A Descriptive Grammar of San Bartolomé Zoogocho Zapote
Aaron Huey Sonnenschein California State University, Northridge
In this grammar, the author provides a grammatical description of San Bartolomé Zoogocho Zapotec, an endangered Otomanguean language. The initial six chapters provide a description of the major grammatical features of the language, while the final two examine two major issues in the description of this and other Zapotecan languages: parts-of-speech and word order.

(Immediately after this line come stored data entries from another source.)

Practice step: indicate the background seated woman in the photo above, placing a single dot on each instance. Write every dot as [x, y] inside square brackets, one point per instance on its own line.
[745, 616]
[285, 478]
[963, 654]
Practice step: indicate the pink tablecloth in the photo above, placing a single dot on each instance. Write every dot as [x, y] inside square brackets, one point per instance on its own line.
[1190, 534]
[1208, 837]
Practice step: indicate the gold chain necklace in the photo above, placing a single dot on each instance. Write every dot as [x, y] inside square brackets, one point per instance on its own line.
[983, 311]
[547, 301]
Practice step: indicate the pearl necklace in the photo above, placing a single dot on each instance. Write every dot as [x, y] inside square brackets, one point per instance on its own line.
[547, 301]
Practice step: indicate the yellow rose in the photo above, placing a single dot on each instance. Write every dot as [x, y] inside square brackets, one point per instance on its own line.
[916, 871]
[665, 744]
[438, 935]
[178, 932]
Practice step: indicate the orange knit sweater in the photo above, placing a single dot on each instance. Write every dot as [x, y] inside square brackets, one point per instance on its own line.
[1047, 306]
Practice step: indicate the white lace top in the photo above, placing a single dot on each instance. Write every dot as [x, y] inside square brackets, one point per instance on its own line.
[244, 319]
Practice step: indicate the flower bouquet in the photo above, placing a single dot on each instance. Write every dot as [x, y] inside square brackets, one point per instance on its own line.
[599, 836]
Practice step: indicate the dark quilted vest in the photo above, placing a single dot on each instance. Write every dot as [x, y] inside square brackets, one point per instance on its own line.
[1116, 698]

The first six chapters provide descriptions of the ethnographic and sociolinguistic situations of the language, the sounds of the language, the pronominal system, the morphology, and the syntax of the language. San Bartolomé Zoogocho Zapotec is a tonal language that can be complex phonologically. It is a prototypical VSO language having prepositions, NAdj, NDem, NGen, and NRel orders. Various means of combining clauses exist, including complementation, coordination, and relativization.
Chapter Seven is an examination of the lexical classes present in San Bartolomé Zoogocho Zapotec. Much of the discussion is devoted to the grammaticalization of relational nouns, a topic that has received a great deal of discussion in the literature of Zapotecan and Otomanguean languages. In Chapter Eight, verb initial word order is examined, and a study of word order in San Bartolomé Zoogocho Zapotec texts is compared with other textual studies of word order in verb initial languages.
ISBN 9783895868030. Languages of the World/Materials 451. 308pp. 2005.